First of all, let’s get something straight: you say it toefu not toffu. Get it? Got it? GOOD! Now we can move on.
I’ve been vegan for 8 years in September and when I first made that step I had no idea what to do with tofu. It was just a big white sloppy mess that I couldn’t get to taste of anything. I had an email from a friend at the weekend saying that it was too soft for him and it was the first time he had cooked with it and that has inspired me to write this post.
First of all, let us talk about the health benefits of tofu.
- In 100g there is 17.9g of protein. This makes it a high protein food.
- It contains isoflavones which can neutralise free radicals i.e. cancer causing particles.
- Yes tofu does contain phytoestrogen, not oestrogen as the beef industry would have you believe.
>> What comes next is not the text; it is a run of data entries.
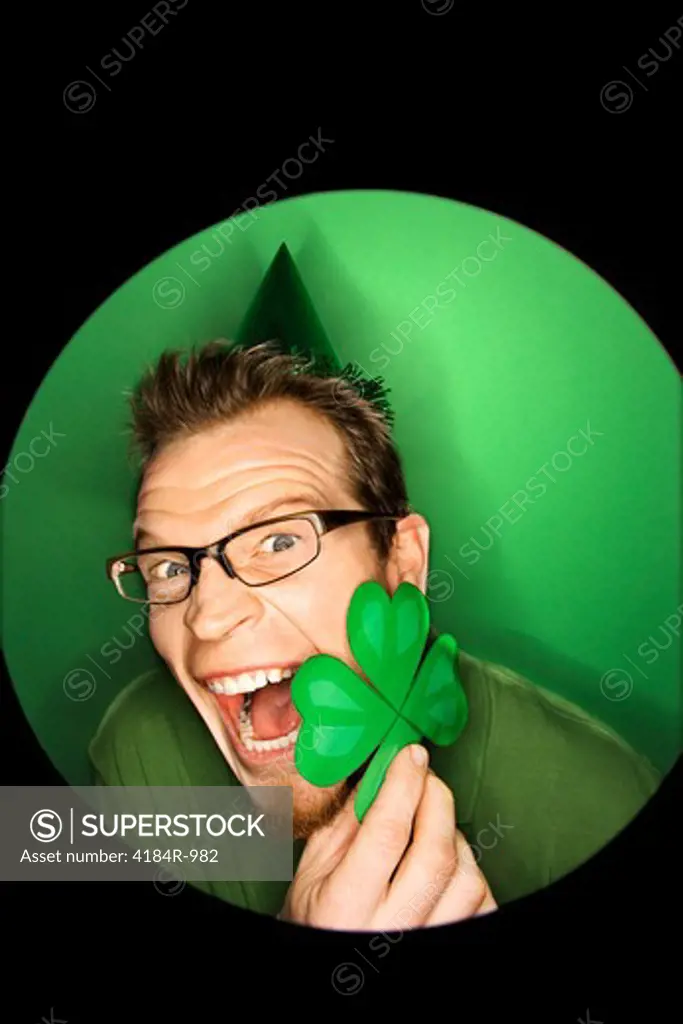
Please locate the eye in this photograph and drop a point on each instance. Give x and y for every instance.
(166, 570)
(279, 542)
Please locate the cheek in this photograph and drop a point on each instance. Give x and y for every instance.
(166, 632)
(318, 604)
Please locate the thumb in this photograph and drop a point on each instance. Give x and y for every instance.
(330, 842)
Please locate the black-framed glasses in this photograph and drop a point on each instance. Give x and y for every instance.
(257, 555)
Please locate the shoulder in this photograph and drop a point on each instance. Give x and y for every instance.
(151, 734)
(527, 719)
(567, 782)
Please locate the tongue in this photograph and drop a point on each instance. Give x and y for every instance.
(272, 713)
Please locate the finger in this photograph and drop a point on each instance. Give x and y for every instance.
(385, 833)
(467, 893)
(430, 860)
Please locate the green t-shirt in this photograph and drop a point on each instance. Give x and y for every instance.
(539, 785)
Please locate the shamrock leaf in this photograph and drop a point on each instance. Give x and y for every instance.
(343, 720)
(437, 704)
(345, 717)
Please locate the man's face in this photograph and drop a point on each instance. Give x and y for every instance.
(283, 458)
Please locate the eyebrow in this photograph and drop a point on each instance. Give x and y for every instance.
(262, 512)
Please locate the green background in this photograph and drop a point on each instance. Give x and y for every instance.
(516, 358)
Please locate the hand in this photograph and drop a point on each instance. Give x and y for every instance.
(346, 881)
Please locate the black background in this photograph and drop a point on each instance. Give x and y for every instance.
(504, 115)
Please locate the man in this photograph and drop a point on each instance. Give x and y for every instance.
(233, 438)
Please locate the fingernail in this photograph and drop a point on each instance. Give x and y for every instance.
(419, 755)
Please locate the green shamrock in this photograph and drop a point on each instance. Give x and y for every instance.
(345, 717)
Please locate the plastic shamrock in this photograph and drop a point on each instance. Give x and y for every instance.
(403, 698)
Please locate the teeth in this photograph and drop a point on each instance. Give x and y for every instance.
(256, 745)
(247, 682)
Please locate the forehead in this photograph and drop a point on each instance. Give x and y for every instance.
(208, 483)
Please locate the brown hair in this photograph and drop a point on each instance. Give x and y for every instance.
(179, 397)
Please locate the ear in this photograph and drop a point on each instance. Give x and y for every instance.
(409, 558)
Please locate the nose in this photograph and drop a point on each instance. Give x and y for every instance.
(218, 605)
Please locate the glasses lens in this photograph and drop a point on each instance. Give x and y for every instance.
(163, 577)
(267, 553)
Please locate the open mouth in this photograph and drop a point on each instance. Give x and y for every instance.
(257, 710)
These phytoestrogens help neutralise the effects of human oestrogen which can cause bone density loss in later life.
- It’s also full of calcium, manganese, iron, omega3 fats and it’s relatively low in calories and fat or what we would call a lean protein.
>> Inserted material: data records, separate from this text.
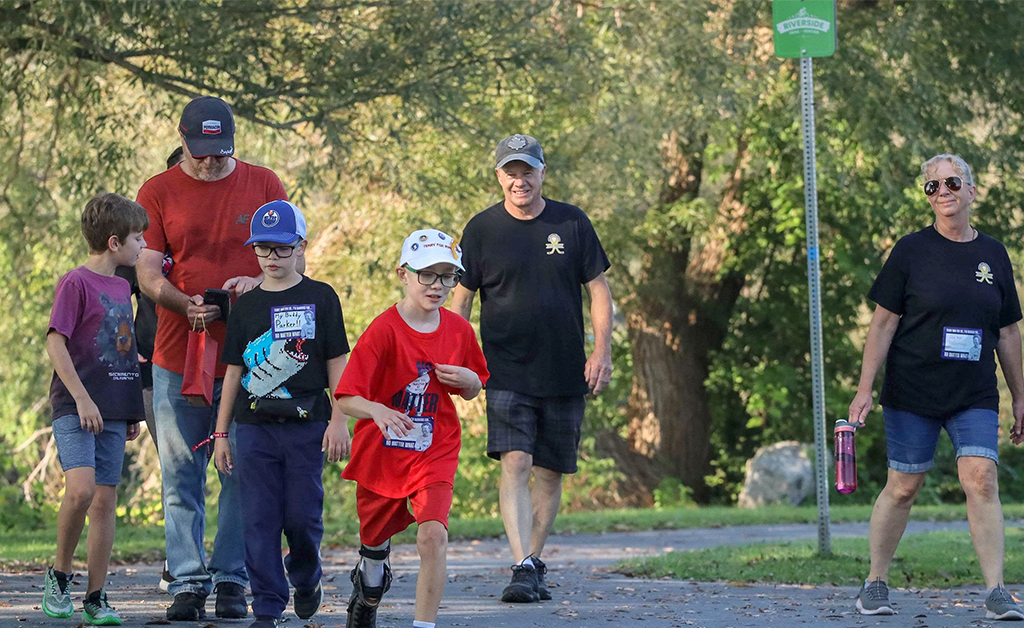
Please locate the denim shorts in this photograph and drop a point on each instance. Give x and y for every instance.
(910, 440)
(103, 452)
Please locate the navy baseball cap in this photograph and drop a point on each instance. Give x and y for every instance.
(519, 148)
(208, 126)
(279, 221)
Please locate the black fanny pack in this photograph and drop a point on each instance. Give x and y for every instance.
(296, 409)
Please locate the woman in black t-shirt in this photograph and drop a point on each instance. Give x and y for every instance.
(946, 303)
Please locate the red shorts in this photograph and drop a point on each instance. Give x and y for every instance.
(382, 517)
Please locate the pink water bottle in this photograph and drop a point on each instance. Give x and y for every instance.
(846, 458)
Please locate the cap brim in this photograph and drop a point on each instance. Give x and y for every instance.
(529, 159)
(420, 262)
(217, 147)
(276, 238)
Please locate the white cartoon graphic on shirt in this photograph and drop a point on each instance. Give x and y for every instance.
(419, 405)
(269, 363)
(555, 245)
(984, 274)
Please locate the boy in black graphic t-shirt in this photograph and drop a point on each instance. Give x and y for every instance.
(286, 344)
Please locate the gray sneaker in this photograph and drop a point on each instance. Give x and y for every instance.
(56, 602)
(873, 598)
(1000, 604)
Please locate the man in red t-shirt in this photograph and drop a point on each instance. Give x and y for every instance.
(200, 212)
(406, 448)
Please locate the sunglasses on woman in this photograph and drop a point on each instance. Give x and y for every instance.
(953, 183)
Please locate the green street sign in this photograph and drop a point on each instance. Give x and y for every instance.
(804, 28)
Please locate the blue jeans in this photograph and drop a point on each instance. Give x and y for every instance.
(910, 440)
(180, 426)
(282, 471)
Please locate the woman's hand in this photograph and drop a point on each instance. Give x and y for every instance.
(1017, 431)
(222, 456)
(386, 417)
(859, 408)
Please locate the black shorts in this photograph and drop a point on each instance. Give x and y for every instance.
(546, 427)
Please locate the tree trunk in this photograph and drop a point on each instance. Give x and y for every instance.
(676, 318)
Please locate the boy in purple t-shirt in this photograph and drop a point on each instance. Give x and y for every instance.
(96, 394)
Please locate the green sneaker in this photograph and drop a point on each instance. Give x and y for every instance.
(99, 613)
(56, 602)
Now what can you do to make it super tasty? Here are some ideas:
- Scrambled http://www.theppk.com/2009/10/tof-u-and-tof-me-scrambled-tofu-revisited/
- Ginger sweet http://www.bbcgoodfood.com/recipes/412629/ginger-sweet-tofu-with-pak-choi
- BBQ steaks http://allrecipes.co.uk/recipe/13183/bbq-tofu-steaks.aspx
- Asian Slaw http://www.eatingwell.com/recipes/asian_slaw_with_tofu_shiitake_mushrooms.html
- Ravioli http://www.savvyvegetarian.com/vegetarian-recipes/easy-vegan-tofu-ravioli.php
- Cheese cake http://allrecipes.com/recipe/tofu-cheesecake/
- Omelette http://lowfatveganchef.com/the-best-low-fat-vegan-silken-tofu-omelette-recipe/
When my recipe section gets a little larger there will be plenty of tofu recipes. I eat it quite a lot because of the protein vs. fat content. It really helps my training. In the meantime, enjoy and get some tofu down your necks!